Anwar Haddam (Arabic: أنور هدام) was a leader of the Islamic Salvation Front (FIS), an Islamist party in Algeria, and was elected to parliament on a FIS ticket in 1991 - Algeria's first multiparty elections. The dissolution of the FIS by military decree after its electoral victories in 1991-92 triggered the Algerian Civil War. Haddam spent most of the war years in exile in the United States of America, acting as a main figure in the party's political leadership. Algerian authorities unsuccessfully sought his extradition.https://web.archive.org/web/20070718030528/http://www.firstamend.org/HaddamPage.html
In 2004 Haddam resigned from FIS, and in 2007 co-founded the Movement for Liberty & Social Justice (MLJS).
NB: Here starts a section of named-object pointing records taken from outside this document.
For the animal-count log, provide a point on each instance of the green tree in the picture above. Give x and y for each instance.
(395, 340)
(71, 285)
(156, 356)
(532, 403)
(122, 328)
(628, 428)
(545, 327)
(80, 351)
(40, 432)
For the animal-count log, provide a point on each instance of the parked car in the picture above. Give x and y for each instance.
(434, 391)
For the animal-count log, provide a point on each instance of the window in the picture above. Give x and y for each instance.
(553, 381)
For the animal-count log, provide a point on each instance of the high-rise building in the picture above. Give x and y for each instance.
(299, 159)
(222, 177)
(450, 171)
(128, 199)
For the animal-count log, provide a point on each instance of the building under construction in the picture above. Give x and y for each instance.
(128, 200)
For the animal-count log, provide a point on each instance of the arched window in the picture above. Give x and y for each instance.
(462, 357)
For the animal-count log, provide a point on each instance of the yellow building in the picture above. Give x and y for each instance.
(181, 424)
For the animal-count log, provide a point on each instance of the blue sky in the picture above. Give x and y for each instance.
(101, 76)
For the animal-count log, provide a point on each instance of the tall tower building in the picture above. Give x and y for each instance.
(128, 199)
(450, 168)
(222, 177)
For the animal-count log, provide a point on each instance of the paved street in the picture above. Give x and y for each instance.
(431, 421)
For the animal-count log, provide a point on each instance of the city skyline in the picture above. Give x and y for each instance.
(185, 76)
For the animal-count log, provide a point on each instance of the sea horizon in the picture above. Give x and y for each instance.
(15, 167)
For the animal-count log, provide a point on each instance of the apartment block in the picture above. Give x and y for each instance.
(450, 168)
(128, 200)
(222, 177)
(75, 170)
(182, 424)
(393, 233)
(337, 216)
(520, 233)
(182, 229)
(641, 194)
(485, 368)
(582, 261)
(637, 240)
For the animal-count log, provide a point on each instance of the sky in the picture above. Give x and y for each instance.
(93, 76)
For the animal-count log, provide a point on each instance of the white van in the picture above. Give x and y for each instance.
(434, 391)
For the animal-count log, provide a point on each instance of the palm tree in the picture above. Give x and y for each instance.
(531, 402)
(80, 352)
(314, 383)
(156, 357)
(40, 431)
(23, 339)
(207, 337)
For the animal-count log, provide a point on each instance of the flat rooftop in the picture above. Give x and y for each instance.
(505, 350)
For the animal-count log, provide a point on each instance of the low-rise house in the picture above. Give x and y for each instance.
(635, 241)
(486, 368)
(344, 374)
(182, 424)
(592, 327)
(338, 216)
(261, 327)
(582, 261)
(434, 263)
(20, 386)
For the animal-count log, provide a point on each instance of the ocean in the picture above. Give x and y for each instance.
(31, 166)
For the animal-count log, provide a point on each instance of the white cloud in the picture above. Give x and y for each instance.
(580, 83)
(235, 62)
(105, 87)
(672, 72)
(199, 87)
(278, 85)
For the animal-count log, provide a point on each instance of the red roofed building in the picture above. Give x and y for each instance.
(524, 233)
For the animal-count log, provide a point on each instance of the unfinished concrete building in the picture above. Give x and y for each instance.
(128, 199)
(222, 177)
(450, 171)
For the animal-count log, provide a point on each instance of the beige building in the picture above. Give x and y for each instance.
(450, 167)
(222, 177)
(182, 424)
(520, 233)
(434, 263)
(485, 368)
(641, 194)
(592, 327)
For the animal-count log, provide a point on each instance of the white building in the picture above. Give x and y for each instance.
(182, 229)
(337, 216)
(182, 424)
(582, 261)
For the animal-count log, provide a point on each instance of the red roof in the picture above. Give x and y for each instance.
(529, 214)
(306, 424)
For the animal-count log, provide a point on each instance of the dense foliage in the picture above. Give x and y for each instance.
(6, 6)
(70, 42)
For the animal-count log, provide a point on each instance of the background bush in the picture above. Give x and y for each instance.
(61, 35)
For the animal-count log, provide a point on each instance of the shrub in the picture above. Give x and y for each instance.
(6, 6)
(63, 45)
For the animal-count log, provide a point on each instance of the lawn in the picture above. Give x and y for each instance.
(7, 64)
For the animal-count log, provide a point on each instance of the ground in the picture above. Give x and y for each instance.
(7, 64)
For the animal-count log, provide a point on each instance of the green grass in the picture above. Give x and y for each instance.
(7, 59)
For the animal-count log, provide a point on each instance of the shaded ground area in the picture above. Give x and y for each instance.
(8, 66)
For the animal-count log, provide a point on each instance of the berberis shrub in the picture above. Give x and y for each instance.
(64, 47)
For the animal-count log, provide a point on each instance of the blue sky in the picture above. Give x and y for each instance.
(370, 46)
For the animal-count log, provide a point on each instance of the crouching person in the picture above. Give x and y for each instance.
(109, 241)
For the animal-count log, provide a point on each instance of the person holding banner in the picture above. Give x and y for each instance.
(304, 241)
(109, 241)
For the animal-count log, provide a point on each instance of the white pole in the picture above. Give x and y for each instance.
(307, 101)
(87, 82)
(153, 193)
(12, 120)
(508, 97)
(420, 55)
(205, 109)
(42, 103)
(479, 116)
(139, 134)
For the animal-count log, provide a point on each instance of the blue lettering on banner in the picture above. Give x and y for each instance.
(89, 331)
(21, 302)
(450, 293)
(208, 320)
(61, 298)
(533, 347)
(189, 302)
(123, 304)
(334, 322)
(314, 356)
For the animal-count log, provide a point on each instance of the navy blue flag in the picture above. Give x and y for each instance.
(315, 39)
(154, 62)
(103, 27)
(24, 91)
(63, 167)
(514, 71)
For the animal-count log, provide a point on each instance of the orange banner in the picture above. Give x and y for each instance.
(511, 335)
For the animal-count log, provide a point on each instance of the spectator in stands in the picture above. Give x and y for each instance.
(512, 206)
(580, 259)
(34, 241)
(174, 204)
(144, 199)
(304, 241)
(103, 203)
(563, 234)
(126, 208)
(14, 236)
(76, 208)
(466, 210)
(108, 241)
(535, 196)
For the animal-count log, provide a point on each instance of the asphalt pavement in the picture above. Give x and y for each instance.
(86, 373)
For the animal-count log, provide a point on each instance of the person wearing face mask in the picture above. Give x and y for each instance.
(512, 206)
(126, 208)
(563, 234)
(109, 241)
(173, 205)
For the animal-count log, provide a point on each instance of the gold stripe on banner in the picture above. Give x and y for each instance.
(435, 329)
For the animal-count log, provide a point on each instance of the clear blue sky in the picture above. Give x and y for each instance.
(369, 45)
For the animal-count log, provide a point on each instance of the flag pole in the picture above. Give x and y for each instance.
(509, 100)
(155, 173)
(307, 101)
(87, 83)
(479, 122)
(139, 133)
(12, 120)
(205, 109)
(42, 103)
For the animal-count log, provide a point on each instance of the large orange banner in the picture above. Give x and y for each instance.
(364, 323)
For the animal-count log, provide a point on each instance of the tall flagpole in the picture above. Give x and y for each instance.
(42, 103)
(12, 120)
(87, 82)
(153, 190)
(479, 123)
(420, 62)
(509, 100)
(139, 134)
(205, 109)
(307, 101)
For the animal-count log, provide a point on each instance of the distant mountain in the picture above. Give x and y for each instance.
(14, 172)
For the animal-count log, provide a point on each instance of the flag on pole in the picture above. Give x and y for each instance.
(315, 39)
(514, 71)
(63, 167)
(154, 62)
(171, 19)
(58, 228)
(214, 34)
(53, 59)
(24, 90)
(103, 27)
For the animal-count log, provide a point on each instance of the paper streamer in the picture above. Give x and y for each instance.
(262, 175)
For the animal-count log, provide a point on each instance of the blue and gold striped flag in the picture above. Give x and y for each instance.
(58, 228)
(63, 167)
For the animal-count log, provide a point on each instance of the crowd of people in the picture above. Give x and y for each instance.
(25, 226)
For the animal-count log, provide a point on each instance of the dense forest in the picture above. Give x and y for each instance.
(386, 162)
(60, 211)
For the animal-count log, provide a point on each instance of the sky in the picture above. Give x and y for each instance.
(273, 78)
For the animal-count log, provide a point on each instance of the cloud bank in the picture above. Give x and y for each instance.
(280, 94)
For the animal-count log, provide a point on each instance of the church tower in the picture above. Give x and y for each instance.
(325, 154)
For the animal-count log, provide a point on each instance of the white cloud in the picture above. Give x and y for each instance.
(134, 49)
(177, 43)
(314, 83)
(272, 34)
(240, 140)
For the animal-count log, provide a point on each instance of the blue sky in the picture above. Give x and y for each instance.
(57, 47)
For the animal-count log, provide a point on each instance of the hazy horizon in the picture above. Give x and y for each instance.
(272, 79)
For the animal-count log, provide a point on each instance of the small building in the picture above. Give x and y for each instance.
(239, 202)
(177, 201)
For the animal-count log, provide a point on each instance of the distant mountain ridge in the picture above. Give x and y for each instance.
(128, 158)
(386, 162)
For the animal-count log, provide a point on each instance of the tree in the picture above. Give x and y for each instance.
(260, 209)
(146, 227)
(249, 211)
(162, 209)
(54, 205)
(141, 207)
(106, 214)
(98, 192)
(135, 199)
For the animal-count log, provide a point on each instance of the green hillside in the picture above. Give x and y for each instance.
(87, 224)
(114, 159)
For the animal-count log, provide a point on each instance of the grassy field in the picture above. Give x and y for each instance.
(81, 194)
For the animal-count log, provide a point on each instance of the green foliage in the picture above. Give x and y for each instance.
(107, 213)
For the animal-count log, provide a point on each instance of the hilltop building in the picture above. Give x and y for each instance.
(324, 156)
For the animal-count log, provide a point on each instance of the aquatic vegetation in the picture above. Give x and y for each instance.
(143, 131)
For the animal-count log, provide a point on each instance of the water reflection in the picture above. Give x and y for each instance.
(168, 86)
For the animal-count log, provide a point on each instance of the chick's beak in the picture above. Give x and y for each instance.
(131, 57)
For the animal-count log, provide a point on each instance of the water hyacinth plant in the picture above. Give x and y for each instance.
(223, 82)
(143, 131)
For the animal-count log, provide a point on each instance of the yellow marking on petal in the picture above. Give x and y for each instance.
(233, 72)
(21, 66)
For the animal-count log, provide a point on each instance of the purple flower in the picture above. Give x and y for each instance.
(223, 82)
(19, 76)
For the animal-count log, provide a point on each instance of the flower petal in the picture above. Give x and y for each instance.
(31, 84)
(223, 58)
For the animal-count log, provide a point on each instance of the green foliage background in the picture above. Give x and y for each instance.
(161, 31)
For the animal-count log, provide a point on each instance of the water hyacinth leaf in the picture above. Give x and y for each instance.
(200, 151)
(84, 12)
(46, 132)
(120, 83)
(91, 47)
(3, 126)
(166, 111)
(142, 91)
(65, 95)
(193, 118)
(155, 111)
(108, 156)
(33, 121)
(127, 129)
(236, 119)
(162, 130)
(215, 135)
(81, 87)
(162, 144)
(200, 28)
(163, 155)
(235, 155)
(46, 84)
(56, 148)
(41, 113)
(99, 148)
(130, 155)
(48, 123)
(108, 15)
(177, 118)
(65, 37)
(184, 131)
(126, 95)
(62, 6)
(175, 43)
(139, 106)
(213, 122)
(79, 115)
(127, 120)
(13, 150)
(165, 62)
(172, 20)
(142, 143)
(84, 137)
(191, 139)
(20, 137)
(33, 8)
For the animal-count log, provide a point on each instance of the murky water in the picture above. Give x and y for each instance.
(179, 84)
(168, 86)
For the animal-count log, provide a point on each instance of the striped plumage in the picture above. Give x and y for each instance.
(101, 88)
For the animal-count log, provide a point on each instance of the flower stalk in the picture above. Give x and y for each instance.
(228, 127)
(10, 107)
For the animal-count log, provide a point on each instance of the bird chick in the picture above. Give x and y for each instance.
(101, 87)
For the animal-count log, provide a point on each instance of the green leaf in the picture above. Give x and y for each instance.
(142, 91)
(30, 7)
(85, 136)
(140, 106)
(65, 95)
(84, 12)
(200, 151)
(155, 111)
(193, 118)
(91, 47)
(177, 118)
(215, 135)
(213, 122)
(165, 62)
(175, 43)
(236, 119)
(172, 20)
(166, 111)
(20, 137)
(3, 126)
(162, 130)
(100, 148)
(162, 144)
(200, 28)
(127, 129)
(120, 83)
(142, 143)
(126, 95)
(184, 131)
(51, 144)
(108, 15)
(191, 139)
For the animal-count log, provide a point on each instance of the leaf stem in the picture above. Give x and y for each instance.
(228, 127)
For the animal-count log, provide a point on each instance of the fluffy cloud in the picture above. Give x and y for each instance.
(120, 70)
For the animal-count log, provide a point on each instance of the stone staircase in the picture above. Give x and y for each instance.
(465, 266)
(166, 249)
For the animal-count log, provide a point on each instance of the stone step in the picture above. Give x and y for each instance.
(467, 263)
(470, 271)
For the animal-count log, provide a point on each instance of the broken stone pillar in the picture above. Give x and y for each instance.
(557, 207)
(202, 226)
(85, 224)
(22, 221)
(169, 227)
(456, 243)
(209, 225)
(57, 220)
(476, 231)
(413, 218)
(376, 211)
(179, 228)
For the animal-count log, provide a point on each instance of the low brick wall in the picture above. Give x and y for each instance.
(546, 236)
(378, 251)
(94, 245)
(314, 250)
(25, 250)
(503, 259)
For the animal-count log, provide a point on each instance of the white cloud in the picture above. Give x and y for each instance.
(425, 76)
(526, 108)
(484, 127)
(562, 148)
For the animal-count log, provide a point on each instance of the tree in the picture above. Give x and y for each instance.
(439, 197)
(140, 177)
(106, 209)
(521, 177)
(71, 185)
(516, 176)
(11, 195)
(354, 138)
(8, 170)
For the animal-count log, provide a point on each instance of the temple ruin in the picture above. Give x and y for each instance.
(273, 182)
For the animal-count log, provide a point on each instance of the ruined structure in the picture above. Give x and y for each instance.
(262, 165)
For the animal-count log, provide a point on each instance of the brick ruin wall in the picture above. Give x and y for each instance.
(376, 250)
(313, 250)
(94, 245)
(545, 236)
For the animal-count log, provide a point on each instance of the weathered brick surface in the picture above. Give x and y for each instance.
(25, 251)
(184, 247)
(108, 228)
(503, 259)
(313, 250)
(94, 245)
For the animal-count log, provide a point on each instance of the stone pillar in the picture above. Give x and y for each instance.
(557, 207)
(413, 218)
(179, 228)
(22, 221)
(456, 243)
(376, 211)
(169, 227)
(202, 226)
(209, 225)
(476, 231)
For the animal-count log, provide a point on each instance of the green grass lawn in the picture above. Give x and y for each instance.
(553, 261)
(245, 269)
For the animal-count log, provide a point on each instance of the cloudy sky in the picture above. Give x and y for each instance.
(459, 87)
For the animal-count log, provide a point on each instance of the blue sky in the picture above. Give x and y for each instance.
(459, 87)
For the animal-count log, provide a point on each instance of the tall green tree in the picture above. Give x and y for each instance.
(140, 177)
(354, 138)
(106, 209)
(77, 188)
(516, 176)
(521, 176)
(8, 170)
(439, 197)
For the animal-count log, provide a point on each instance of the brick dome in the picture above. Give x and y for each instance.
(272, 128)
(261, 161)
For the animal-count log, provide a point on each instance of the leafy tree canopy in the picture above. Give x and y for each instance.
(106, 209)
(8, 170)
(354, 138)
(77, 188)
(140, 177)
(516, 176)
A student and a disciple of the late Algerian thinker Malek Bennabi, Haddam has been involved with the Algerian Islamic Movement since 1972, and is one of the pioneers in its participation in the political arena. A nuclear physicist, he was a faculty member of the Physics Department of the University of Science and Technology of Algiers before being elected to the Algerian Parliament in December 1991 on behalf of the Islamic Front for Salvation (FIS). After the interruption of the Democratic process by the military in January 1992, he was given the mission of representing the winning party of majority in those elections, namely the FIS, in Europe and the US, and that of its international relations. Haddam has been and still is an advocate for a political solution to Algeria’s political authority crisis. Haddam was the initiator and one of the signatories of the historic “National Contract for a Peaceful & Political Solution to Algeria Crisis” found in Rome by the mean Algerians political parties in January 1995.In this Sant'Egidio Platform, Haddam, Abdelhamid Mehri and Hocine Ait Ahmed demanded a reinstatement of democracy in Algeria. Unfortunately the militaries rejected the platform engaging the country in a bloody civil war.
In September 2005, in recognition for his peaceful political efforts for the resolution of Algeria crisis, Haddam was invited by the Algerian President to return to the country to participate in the President project for national reconciliation. The infamous “eradicators” opposed a strong veto to Haddam’s return; a veto that is still in effect as of today. An invited speaker, Haddam lectured on the Algerian crisis and Political Islam at various institutions in Europe and in the US. A writer as well, he authored numerous articles, and has written two books on the Algerian crisis and national reconciliation. In the midst of the current popular uprising in some of the Arab countries, and in an attempt to avoid chaos in his home country Algeria, he is actively involved in building consensus between Algeria’s various political tendencies and the military for a comprehensive and gradual democratic change of Algeria’s 50 years old military backed regime.